Gentlemen,
ainsi que nous l'avions déjà fait il y a quelques temps à la faveur d'un article fleuve intitulé «Super 100s, Super 120s, super 250s, comment s'y retrouver ?», nous avons aujourd'hui le plaisir de publier une nouvelle excellente contribution de notre ami Paul Grassart, tailleur à Paris, dont le site - PAUL GRASSART - est une mine d'informations très techniques pour les plus passionnés d'entre vous.
Ce nouvel article particulièrement érudit, et que nous publierons en deux parties, nous propose de décrypter, de mieux comprendre et donc de mieux maîtriser le cran dit "aigu" qui, s'il était réservé il y a encore peu de temps, aux seuls costumes croisés, est aujourd'hui proposé par de nombreuses maisons de prêt-à-porter sur des vestes droites.
par Paul Grassart
"Lorsque l’on pense à une veste croisée, on la visualise immédiatement avec ses revers à cran aigu.
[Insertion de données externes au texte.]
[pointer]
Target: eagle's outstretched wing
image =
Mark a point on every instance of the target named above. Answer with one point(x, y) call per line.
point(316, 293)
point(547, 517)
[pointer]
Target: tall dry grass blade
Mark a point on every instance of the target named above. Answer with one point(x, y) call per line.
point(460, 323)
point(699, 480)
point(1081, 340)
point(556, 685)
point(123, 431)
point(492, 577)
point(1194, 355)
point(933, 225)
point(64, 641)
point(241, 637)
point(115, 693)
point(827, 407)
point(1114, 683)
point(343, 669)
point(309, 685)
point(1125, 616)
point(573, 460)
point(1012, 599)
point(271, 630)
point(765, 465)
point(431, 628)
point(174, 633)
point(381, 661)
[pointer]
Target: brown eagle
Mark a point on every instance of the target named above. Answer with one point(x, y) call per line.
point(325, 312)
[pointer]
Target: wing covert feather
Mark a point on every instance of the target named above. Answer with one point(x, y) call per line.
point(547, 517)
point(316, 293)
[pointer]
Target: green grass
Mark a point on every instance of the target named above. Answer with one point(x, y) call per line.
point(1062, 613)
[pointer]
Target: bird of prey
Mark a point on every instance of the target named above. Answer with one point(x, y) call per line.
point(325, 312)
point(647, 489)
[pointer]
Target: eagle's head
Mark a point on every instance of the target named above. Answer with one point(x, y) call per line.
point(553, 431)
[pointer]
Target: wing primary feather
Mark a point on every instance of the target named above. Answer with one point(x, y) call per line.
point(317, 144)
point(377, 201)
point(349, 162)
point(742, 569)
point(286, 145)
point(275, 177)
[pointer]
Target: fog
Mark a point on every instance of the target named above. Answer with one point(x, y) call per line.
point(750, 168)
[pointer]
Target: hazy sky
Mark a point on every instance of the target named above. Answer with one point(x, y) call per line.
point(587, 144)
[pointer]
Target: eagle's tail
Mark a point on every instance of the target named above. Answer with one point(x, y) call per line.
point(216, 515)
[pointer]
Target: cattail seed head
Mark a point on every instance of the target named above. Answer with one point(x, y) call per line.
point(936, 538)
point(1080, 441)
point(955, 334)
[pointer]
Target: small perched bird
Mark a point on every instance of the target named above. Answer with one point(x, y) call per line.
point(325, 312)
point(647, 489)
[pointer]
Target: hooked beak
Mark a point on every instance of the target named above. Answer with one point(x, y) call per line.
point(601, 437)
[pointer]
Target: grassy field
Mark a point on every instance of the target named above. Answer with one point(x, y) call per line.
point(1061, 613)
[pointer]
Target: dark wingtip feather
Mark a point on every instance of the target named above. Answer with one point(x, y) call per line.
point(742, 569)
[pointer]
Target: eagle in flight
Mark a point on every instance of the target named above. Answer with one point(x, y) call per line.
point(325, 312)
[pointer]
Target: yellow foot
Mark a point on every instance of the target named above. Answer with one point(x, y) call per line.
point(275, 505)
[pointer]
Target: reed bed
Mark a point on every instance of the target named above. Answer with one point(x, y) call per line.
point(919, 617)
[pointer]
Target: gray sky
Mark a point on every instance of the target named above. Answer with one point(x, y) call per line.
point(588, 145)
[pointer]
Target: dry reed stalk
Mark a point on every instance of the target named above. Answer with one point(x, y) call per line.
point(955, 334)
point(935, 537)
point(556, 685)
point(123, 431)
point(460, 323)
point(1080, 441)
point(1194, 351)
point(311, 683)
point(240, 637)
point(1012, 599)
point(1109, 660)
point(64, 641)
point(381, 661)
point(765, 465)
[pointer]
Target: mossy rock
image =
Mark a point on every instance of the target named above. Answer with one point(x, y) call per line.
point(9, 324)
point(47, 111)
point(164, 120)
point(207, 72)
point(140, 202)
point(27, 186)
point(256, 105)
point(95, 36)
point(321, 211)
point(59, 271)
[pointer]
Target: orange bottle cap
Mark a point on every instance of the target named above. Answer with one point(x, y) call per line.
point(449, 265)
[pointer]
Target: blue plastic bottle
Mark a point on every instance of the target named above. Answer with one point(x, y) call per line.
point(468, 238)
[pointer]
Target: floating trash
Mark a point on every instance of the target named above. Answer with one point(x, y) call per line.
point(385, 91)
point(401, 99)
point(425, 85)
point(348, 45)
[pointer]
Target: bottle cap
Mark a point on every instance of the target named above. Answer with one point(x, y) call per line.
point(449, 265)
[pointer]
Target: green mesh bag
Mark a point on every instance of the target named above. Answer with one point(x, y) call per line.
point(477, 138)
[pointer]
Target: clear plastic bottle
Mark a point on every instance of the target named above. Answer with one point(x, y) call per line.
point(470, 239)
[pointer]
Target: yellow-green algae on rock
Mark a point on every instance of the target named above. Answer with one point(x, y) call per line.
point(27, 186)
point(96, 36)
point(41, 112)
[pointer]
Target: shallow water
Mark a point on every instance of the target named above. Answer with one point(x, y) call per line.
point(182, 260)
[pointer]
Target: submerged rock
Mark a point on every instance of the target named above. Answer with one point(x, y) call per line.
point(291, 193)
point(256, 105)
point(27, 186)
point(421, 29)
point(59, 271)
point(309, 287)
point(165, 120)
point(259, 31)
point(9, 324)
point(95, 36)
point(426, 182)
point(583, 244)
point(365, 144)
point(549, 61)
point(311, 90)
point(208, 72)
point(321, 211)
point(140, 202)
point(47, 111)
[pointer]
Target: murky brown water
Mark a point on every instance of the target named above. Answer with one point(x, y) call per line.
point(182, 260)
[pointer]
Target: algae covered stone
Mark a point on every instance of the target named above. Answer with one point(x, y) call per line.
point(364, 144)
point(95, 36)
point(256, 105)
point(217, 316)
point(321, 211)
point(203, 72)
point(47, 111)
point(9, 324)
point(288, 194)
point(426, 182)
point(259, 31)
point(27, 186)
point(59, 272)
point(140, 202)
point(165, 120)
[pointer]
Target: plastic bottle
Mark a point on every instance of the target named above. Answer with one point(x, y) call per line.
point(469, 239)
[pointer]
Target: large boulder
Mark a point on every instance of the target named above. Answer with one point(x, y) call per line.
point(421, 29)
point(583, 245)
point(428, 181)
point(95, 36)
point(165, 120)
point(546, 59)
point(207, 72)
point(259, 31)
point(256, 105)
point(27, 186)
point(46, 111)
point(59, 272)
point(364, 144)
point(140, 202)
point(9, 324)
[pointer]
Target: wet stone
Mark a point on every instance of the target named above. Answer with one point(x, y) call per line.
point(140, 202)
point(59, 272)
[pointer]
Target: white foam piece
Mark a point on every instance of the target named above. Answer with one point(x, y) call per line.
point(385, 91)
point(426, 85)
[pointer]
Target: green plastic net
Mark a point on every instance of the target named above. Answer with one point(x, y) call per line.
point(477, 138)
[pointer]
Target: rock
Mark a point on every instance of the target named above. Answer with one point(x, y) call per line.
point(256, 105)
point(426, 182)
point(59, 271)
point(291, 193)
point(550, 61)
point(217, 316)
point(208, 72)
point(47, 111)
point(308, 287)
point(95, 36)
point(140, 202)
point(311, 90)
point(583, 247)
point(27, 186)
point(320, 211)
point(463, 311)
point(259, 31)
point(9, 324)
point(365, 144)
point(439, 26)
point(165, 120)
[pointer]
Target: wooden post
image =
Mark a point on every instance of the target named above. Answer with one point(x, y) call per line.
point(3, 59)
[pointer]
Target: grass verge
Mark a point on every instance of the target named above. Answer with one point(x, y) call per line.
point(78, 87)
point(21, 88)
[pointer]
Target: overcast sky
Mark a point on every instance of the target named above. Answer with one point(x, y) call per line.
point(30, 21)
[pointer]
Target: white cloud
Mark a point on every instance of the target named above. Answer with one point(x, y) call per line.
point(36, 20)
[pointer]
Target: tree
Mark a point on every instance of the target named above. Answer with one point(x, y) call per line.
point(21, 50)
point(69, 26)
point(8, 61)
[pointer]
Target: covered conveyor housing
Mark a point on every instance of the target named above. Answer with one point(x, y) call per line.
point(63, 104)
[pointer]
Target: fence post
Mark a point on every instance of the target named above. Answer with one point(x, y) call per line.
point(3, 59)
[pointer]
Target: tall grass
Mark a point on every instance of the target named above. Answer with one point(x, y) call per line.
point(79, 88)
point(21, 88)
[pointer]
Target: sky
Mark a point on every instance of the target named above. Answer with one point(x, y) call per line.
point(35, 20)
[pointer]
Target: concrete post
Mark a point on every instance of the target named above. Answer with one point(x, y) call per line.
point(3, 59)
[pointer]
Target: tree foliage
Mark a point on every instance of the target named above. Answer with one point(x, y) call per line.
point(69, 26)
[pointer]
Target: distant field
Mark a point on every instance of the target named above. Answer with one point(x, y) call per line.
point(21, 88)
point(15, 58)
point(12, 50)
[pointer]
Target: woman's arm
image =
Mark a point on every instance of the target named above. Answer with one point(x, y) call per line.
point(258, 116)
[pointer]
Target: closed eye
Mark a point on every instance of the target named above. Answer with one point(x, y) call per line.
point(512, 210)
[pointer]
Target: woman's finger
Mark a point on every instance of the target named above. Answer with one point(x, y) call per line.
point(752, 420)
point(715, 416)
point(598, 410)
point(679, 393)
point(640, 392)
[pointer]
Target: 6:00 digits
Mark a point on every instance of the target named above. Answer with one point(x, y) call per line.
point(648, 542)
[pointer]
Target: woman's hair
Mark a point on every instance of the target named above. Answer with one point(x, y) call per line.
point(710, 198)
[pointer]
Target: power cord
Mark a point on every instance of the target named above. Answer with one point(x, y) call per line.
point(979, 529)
Cran que l’on retrouve aussi sur des vestes droites, à un ou deux boutons, généralement plus formelles que celles à cran droit.
Mais on songe rarement à l’immense étendue des variations possibles autour du thème du cran aigu. Le plus souvent, on laisse d’ailleurs le tailleur en décider à sa guise, surtout quand ce dernier est réputé pour son « style maison ».
Il me semble donc intéressant de se pencher davantage sur cette question.
Pour commencer, voici un cran aigu assez classique, sur le devant gauche d’une veste croisée :
Première variante : au lieu de prolonger le col jusqu’à frôler le revers, comme on le voit le plus souvent, on peut l’arrêter un peu avant, comme ici (cran aigu, col décollé) :
C’est un détail que l’on voit rarement, mais qui reste très classique, et tout à fait dans la tradition tailleur. C’est d’ailleurs un « signe » de bonne facture. Je m’explique : lorsque l’on réalise le cran précédent, on attache le col et le revers à l’aide d’une petite bride, ou encore d’un petit point de chausson, pour éviter qu’ils ne s’écartent avec les mouvements. Cette petite bride « tenant » le revers, elle peut aussi servir à « rattraper » un revers mal entoilé, dont la pointe aurait tendance à décoller de la poitrine, ou encore qui roulerait mal et qui ne tiendrait pas naturellement sa place. Enfin, si l’on peut parler de « naturel » quand il s’agit de l’art du tailleur.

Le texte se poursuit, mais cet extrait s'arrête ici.